What do you need to know?

‘Preliminary’ retail trade – May

• ‘Preliminary’ retail trade rose by 0.1 per cent in May to be 7.4 per cent higher than a year ago. Victorian sales fell by 1.5 per cent in May, but spending rose by 1.5 per cent in both Queensland and Western Australia. Food retailing (up 1.5 per cent) led gains in the month, but clothing, footwear and personal accessory retailing was down 1.5 per cent with spending on household goods 1.0 per cent lower.

Weekly oil market update

• Last week the key Singapore gasoline price fell by US58 cents or 0.7 per cent to US$79.32 a barrel. In Aussie dollar terms, the Singapore gasoline price lost 75 cents or 0.7 per cent to $102.30 a barrel or 61.38 cents a litre.

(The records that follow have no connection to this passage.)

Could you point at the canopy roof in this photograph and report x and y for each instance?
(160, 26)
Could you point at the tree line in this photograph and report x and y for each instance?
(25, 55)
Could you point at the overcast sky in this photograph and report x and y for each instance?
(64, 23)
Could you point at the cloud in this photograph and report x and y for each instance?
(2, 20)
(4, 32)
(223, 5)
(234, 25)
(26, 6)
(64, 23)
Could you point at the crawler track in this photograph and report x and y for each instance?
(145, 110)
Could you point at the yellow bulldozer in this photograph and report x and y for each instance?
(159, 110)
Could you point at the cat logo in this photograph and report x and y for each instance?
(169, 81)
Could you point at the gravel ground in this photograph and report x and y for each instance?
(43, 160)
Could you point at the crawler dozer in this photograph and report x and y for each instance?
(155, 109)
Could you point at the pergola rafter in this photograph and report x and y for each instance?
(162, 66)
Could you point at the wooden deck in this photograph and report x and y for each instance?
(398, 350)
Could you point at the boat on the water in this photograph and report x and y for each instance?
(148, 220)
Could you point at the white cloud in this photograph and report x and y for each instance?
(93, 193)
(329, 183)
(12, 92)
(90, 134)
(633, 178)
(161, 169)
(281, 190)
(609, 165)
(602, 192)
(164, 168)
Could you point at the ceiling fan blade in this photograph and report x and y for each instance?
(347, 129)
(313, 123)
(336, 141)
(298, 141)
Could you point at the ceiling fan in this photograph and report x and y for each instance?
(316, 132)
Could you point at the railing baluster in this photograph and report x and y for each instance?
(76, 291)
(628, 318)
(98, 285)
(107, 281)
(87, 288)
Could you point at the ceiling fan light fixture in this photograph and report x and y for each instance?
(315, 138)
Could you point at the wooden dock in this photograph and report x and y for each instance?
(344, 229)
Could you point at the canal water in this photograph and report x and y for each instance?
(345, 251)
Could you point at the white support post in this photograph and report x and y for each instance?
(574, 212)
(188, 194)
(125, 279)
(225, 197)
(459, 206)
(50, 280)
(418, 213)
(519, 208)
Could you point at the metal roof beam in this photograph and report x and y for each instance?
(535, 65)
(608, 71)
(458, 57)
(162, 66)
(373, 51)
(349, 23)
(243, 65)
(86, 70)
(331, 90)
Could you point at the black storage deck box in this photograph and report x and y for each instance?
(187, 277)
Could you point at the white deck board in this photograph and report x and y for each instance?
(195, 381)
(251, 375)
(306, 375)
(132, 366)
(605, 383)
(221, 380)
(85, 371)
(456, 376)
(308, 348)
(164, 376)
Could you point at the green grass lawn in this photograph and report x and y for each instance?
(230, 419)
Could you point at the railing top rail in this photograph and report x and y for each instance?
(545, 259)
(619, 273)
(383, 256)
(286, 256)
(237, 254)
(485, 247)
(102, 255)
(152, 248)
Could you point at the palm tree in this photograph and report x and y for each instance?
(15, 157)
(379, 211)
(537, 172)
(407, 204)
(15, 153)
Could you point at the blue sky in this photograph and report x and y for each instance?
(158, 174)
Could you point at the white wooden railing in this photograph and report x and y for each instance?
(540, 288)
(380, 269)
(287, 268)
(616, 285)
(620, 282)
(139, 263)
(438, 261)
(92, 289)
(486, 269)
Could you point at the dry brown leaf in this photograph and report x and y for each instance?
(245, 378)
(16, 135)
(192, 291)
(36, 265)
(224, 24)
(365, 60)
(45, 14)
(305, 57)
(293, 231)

• Last week the national average price of unleaded petrol fell by 2.7 cents a litre to 139.6 cents per litre (c/l), according to the Australian Institute of Petroleum. But the national average wholesale (TGP) petrol price was up by 1.2 cents last week to 129.7 cents per litre and stands at 131.1 cents a litre today.

• MotorMouth records the following average retail prices for unleaded fuel in capital cities today: Sydney 138.6c/l; Melbourne 136.3c/l; Brisbane 144.6c/l; Adelaide 127.4c/l; Perth 130.4c/l; Hobart 145.7c/l; Darwin 139.9c/l and Canberra 140.9c/l.